Doing a 10 minute warm up on my treadmill before strength training to loosen the muscles which makes strength training easier and less painful. I’ve learned this is important to activate our muscles to prevent more pain.
A warm up is also a great way to tell how I am feeling that day. On the days where I really struggle with my warm up I can tell I need to focus on rest and I’ll go slow, only doing one set of the exercises I feel comfortable with. I do make a point to try and keep moving on the bad days but very gently. On bad days I’ll do range of motion and stretching at home, or go to the pool and move around in the water.
Exercise for how I feel that day
If my warm up was easy and I feel like I want more, I know this is a good day and will do my best to accomplish my exercise routine that day.
I make a point to plan my exercise when medication is most effective. I currently take my biologic in the evening before bed but I do take an anti-inflammatory with my breakfast before I exercise. I also take my daily supplements with my breakfast. I do find this helps with reducing pain and fatigue.I have had trouble with vitamin deficiencies before, iron, copper and vitamin D in particular which make exercise difficult. Vitamins and supplements need to be talked about with healthcare professionals before taking them though. For guidance on what supplements are best for me and safe to take I consult with my rheumatologist, pharmacist and registered dietitian. Everyone is different.
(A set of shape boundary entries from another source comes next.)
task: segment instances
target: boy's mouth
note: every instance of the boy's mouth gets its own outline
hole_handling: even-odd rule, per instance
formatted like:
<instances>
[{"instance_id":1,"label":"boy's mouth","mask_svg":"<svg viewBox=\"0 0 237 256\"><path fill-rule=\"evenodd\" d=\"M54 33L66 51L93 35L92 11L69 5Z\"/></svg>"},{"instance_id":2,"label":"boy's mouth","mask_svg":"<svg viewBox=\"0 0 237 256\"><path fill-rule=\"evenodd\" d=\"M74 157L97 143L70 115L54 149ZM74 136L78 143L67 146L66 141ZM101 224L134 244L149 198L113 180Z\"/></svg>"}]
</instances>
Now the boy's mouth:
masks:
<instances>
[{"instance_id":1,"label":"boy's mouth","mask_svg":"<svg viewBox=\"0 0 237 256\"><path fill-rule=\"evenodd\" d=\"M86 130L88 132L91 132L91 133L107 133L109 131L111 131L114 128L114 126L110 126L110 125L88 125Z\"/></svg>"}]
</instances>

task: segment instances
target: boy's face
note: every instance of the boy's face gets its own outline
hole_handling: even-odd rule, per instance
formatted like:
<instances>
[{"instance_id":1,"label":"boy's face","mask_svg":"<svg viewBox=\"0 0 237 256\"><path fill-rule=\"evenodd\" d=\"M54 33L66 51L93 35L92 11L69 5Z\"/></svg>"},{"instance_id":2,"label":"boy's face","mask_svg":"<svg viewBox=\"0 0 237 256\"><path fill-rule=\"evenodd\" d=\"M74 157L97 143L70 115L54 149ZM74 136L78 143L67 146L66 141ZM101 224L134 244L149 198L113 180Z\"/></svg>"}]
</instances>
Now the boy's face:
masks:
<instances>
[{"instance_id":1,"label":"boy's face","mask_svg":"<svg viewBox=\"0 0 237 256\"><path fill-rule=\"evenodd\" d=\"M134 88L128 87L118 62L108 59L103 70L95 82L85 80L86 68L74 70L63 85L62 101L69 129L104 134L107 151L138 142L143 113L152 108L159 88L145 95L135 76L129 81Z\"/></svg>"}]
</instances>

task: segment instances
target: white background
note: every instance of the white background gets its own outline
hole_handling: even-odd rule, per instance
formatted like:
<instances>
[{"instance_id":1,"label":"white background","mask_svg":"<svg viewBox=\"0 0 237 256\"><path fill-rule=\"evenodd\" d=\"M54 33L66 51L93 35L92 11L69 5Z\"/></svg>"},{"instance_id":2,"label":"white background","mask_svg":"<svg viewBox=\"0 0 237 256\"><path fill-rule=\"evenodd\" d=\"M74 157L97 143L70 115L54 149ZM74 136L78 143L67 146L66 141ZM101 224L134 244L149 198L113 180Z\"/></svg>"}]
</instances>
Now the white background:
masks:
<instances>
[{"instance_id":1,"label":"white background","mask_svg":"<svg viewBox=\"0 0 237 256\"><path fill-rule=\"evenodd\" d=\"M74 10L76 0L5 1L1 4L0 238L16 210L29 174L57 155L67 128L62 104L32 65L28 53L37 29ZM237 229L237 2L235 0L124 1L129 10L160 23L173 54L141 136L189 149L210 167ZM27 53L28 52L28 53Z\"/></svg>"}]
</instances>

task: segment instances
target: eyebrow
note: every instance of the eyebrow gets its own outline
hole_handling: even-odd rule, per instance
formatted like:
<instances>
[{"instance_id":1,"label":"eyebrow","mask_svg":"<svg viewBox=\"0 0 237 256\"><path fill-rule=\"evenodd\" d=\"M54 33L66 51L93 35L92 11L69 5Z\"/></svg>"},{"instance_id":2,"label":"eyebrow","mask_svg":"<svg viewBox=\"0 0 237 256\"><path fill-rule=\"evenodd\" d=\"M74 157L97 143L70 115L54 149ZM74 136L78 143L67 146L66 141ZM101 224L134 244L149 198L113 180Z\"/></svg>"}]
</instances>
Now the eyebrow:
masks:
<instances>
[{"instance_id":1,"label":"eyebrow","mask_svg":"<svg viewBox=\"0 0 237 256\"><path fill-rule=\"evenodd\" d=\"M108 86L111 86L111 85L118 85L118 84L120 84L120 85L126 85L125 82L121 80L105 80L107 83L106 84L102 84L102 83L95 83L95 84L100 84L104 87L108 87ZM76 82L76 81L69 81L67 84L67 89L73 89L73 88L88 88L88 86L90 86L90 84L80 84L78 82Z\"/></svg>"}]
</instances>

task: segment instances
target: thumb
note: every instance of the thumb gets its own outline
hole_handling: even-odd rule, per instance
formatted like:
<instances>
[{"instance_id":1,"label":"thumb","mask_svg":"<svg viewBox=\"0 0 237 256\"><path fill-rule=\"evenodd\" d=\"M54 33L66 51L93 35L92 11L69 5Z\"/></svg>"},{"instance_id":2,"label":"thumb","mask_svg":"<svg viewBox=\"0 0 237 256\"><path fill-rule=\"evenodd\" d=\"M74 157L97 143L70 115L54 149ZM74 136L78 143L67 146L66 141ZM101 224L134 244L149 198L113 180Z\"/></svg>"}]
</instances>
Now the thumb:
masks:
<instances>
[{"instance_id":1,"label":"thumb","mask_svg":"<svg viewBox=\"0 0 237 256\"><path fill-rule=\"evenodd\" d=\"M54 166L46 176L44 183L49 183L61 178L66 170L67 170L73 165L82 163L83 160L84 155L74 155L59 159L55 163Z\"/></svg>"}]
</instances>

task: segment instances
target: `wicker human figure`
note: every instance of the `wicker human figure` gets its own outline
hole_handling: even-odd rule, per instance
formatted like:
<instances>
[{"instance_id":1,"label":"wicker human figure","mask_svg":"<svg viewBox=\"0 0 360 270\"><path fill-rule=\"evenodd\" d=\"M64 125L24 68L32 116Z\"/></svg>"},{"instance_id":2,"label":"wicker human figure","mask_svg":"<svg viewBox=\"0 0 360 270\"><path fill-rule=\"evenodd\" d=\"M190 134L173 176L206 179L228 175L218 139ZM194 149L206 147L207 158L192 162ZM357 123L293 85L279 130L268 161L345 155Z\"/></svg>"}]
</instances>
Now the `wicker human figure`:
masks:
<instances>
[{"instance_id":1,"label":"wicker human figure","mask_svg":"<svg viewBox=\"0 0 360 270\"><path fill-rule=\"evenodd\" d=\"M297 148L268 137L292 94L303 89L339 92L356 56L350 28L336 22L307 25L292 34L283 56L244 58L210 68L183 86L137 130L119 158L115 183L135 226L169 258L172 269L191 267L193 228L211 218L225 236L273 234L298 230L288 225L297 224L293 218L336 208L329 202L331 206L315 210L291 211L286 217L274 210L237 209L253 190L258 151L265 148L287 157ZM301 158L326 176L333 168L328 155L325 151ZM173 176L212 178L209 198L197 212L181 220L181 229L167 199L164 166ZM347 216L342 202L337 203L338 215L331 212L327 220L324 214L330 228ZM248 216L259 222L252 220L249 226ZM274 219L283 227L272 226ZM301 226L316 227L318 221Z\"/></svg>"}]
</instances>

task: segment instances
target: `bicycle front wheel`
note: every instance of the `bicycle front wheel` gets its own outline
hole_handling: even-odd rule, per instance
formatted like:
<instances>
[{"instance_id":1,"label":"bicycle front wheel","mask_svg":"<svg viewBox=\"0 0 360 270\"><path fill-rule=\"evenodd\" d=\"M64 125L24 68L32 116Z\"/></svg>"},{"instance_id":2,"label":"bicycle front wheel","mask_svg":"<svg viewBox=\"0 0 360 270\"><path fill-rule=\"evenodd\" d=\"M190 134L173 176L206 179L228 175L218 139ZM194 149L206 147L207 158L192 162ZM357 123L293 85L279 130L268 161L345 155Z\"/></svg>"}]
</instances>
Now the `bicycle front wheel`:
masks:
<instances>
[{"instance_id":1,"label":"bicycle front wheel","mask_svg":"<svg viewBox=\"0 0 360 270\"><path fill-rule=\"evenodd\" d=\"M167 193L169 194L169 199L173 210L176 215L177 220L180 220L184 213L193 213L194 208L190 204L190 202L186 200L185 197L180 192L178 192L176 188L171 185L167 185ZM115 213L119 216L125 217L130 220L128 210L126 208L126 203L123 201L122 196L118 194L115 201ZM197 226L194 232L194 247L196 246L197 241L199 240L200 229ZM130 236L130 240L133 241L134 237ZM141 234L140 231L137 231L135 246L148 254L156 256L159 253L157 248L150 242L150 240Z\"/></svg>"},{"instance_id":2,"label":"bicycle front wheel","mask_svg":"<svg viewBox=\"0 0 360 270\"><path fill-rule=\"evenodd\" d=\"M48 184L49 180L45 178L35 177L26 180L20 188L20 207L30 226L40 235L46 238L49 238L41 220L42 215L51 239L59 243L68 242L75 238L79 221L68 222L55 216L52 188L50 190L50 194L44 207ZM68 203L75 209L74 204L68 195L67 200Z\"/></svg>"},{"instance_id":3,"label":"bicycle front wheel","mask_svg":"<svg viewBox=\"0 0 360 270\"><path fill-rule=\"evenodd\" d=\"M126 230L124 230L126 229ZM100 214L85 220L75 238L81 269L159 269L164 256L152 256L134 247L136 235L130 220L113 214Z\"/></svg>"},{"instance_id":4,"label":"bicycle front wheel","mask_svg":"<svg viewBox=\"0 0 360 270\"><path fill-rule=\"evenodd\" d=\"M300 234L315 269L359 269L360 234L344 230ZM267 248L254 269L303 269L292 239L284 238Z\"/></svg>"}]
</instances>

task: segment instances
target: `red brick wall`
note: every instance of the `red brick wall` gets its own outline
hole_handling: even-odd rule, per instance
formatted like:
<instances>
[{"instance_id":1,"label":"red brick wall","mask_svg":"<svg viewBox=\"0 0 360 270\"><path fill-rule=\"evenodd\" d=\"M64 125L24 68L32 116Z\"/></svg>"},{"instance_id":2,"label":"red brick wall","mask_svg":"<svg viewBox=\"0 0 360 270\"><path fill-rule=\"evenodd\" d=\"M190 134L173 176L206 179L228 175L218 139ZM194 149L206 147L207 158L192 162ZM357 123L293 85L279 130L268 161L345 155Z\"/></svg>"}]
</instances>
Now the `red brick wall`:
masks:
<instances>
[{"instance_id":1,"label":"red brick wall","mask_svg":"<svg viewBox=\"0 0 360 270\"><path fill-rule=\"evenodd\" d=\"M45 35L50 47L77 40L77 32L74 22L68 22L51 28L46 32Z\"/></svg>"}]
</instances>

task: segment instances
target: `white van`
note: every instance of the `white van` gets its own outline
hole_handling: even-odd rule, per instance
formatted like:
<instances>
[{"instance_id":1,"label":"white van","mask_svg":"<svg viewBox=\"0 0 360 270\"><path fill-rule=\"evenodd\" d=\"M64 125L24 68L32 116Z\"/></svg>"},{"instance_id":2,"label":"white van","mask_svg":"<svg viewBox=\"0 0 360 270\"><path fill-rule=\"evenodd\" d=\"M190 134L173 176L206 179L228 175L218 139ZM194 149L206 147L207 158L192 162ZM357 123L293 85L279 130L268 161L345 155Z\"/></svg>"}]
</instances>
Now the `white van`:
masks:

Which muscles to focus on first
I start with the core or shoulders when strength training. Something Kinesilogist and professor at UBC Dr. Jasmin Ma taught me was that it is important when living with RA to engage the smaller muscles first to better support joints for when activating the larger muscles as it works like a wake up call for them. This also provides more stability when performing exercise.
Intensity
Some tips that really helped me understand and prevent pain that comes with exercise.
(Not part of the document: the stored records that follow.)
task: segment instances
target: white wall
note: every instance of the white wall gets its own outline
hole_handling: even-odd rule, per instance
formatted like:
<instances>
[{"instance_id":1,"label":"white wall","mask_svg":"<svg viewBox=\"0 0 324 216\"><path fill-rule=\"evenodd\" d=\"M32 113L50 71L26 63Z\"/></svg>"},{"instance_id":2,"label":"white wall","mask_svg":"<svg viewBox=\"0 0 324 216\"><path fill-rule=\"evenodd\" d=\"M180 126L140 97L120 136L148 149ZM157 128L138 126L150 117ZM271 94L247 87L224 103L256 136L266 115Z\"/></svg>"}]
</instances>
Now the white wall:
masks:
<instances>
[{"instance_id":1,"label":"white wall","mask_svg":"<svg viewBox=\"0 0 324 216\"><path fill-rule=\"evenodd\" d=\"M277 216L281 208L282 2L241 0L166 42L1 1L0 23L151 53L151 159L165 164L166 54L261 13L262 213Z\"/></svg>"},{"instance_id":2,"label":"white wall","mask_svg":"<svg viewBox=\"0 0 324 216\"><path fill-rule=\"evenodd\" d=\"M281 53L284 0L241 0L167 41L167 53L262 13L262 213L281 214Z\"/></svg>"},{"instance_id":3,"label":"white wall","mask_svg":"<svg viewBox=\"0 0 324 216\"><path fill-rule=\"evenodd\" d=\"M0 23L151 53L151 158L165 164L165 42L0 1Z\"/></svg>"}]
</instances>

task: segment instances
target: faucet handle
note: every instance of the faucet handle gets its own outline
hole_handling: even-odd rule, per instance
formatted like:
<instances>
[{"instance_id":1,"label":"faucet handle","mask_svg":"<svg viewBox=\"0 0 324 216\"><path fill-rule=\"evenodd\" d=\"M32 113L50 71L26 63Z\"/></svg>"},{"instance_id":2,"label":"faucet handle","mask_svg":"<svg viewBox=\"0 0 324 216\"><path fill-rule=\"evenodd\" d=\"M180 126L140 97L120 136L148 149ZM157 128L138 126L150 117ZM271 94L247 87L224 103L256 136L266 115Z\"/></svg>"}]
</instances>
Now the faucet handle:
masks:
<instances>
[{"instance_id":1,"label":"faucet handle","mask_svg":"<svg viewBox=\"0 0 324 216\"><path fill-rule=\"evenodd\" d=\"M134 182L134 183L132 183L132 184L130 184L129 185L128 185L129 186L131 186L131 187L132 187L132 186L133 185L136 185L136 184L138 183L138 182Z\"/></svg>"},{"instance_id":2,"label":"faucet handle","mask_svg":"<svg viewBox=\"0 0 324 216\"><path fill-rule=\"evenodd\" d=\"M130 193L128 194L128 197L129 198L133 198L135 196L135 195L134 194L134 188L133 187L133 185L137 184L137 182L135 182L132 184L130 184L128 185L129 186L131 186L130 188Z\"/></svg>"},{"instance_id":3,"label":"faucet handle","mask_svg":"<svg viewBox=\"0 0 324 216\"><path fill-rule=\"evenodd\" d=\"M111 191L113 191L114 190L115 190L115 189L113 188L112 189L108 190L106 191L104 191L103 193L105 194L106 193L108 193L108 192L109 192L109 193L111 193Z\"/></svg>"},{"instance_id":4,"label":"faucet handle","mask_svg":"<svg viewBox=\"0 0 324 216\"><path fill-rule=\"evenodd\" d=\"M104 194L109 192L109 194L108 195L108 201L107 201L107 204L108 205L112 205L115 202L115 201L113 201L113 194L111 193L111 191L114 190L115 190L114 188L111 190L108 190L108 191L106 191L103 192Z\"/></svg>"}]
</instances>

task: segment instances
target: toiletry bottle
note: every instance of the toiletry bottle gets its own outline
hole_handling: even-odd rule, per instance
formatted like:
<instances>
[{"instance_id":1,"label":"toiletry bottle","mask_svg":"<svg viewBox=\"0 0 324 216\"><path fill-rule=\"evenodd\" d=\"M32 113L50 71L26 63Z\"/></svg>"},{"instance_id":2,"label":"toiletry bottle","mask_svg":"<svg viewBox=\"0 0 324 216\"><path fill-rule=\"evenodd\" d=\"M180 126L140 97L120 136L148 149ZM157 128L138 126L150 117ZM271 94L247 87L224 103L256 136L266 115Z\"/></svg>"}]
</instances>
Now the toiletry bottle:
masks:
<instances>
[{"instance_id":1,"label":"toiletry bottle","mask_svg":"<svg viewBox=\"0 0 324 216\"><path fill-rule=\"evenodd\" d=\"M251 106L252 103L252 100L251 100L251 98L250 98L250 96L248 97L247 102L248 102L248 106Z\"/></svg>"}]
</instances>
A little discomfort is ok. Muscle pain is fine, joint pain is not. I actually crave that muscle soreness that exercise creates. Watching how I feel after 2 hours, 12 hours, 24 hours and up to 48 hours can tell me when I have done too much. If I experience discomfort in my joints or more than usual muscle soreness, I know to reduce my intensity.
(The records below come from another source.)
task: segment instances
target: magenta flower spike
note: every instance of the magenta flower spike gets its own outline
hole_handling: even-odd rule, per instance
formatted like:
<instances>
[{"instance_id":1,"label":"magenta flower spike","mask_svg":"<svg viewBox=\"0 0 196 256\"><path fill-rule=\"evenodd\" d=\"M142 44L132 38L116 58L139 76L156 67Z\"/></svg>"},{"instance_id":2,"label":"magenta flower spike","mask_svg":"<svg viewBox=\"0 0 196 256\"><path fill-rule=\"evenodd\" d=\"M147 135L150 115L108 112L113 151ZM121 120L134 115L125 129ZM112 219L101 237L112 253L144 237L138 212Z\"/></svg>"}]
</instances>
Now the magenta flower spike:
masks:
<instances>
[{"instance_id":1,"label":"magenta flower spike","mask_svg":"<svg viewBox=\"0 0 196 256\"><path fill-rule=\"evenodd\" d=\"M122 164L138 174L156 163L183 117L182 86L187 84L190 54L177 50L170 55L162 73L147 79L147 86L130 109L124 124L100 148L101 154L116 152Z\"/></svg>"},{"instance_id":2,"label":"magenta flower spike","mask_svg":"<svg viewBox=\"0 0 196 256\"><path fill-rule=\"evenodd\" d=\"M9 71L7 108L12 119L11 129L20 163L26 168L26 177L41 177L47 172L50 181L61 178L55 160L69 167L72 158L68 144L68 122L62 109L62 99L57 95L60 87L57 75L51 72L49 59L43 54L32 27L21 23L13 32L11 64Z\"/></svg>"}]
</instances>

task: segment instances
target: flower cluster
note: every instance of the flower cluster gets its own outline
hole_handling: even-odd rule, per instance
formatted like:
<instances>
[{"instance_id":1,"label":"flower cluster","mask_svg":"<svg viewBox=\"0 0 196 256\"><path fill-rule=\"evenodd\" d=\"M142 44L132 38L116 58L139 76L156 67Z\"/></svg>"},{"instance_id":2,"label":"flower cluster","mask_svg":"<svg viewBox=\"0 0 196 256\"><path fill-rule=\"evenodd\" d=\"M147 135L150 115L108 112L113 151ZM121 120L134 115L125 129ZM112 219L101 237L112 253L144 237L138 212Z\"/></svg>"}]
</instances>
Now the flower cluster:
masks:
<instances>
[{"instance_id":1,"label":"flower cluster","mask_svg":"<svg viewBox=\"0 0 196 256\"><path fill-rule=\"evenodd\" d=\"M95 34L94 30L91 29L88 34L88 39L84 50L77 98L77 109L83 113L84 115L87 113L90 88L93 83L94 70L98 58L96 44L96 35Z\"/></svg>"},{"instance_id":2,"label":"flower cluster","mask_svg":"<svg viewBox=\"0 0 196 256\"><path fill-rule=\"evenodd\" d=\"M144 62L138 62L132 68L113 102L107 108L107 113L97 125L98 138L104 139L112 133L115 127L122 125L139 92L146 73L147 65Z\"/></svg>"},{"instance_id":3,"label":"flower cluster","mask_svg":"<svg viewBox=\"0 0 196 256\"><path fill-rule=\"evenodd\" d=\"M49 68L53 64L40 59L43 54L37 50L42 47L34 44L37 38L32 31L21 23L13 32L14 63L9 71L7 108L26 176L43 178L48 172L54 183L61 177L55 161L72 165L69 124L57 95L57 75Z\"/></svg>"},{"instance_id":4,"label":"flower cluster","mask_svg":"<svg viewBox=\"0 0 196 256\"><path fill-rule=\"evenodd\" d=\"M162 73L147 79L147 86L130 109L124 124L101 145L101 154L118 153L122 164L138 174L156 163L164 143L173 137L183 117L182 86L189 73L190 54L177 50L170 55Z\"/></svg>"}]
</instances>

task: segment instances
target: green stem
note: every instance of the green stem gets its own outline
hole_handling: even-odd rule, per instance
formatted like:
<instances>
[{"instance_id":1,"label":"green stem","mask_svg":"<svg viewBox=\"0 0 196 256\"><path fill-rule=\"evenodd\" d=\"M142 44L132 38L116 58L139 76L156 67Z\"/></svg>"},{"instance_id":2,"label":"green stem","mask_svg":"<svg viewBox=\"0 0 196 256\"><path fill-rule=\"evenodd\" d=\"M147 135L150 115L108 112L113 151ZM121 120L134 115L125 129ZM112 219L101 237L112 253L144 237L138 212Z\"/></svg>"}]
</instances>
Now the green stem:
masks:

The Exercises I Am Comfortable Doing and Find Relief From
On a good day I will aim for 3 sets of 10-15 reps of each exercise.
Not so good days – Extremely fatigued or inflamed days – Sometimes I will just focus on rest and range of motion exercises, maybe some light strength training 1 set of as many as I can do and feel comfortable doing, a walk around my neighborhood or a swim and sauna session.
| Core | Push | Pull | Hinge | Squat |
|---|---|---|---|---|
| Bird Dog Plank Dead Bug Flutter Kicks Russian Twists Superman |
Chest Press Shoulder Press Arnold Press Side Raises Front raises |
Seated Row Lat Pulldown Reverse Fly |
Romanian Deadlift Glute Bridge Kettlebell Swings |
Reverse Lunge Curtsy Lunge Goblet Squats Side Lunge Squat |
Conclusion/Recommendations
As physiotherapists it is important for you to understand all the symptoms of rheumatoid arthritis and how to help us navigate them. Think outside of pain, how can you help us move easier with brain fog, fatigue, fibromyalgia, osteoarthritis, anxiety and depression.
RA is one of the most common forms of inflammatory arthritis and With arthritis being incredibly common in Canada and the world, with over 100 forms and the main cause of disability I highly recommend you continue your education and training in this field. There is always work and you can help a wide range of the population.